Elevated temperature decreases sensitivity of P2X purinergic receptors in skeletal muscle arteries.

We hypothesized that elevated temperatures would attenuate but that reduced temperatures would potentiate the tension mediated by vascular P2X purinergic receptors. The femoral arteries of 24 rats were dissected out and placed in modified Krebs-Henseleit buffer. Arteries were cut into 2-mm sections and mounted in organ tissue baths. Maximal tension (g) was measured during a KCl and norepinephrine challenge. Tension was measured during doses of alpha,beta-methylene ATP (10(-7) to 10(-3) M), phenylephrine (10(-7) to 10(-4) M), and acetylcholine (10(-9) to 10(-5) M), with tissue bath temperature adjusted to 35, 37, and 41 degrees C. Dose-response curves were fit using nonlinear regression analysis to calculate the EC50 and slope.

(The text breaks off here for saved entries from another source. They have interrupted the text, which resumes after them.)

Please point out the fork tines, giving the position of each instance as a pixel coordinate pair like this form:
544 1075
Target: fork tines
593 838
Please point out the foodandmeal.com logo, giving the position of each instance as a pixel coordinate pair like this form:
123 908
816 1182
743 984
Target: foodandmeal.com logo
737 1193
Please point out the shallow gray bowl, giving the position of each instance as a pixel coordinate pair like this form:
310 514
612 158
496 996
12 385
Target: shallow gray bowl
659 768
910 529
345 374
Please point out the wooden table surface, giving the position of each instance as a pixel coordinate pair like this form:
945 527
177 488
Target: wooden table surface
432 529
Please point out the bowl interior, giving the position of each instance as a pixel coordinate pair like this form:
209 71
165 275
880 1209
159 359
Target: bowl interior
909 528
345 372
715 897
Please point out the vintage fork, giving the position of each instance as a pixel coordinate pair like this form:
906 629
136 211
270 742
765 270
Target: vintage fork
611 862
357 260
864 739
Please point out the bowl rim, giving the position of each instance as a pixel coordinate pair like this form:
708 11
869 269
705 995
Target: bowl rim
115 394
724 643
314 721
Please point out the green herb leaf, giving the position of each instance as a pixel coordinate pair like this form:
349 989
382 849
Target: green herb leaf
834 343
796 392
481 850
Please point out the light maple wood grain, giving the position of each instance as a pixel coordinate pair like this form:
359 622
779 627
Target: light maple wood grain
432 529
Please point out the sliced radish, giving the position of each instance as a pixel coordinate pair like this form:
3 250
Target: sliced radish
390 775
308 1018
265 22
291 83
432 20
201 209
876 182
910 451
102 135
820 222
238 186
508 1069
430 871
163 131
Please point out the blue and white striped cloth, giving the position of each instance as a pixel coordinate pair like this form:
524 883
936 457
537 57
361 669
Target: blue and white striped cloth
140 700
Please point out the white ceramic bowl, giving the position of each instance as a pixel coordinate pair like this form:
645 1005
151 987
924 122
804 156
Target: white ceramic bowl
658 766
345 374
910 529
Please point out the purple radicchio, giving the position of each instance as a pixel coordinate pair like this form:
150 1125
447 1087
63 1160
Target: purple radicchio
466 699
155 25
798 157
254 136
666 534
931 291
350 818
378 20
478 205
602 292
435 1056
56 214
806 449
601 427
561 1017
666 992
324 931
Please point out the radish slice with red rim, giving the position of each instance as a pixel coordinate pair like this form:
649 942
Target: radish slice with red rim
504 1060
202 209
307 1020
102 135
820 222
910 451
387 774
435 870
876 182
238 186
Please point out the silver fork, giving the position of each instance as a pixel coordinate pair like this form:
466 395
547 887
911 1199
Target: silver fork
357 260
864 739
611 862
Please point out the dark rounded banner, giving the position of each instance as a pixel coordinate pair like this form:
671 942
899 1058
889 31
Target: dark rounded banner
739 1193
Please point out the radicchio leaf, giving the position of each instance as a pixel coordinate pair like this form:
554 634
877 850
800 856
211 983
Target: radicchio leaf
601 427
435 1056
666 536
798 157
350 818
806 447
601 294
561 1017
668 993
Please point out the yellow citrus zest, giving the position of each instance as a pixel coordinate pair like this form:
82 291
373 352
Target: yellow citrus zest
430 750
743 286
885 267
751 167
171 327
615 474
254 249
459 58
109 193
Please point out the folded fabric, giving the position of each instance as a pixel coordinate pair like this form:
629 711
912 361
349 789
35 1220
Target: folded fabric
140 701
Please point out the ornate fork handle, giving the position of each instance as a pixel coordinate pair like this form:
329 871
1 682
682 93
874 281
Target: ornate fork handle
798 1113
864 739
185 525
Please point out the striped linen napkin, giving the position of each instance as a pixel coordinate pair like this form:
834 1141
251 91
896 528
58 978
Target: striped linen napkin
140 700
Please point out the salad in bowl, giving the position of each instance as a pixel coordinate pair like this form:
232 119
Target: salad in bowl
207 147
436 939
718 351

The peak tension was lower with alpha,beta-methylene ATP during 41 degrees C (1.49 +/- 0.14 g) compared with 35 degrees C (2.08 +/- 0.09 g) and 37 degrees C (1.94 +/- 0.09 g; P < 0.05). Slope and EC50 were not affected by temperature. Tension produced by phenylephrine and relaxation to acetylcholine were not affected by temperature. These data indicate that the vasoconstrictor response to alpha,beta-methylene ATP is sensitive to temperature. Moderate cooling does not potentiate P2X-mediated vasoconstriction, but elevated temperature attenuates the vasoconstrictor response to P2X purinergic receptors.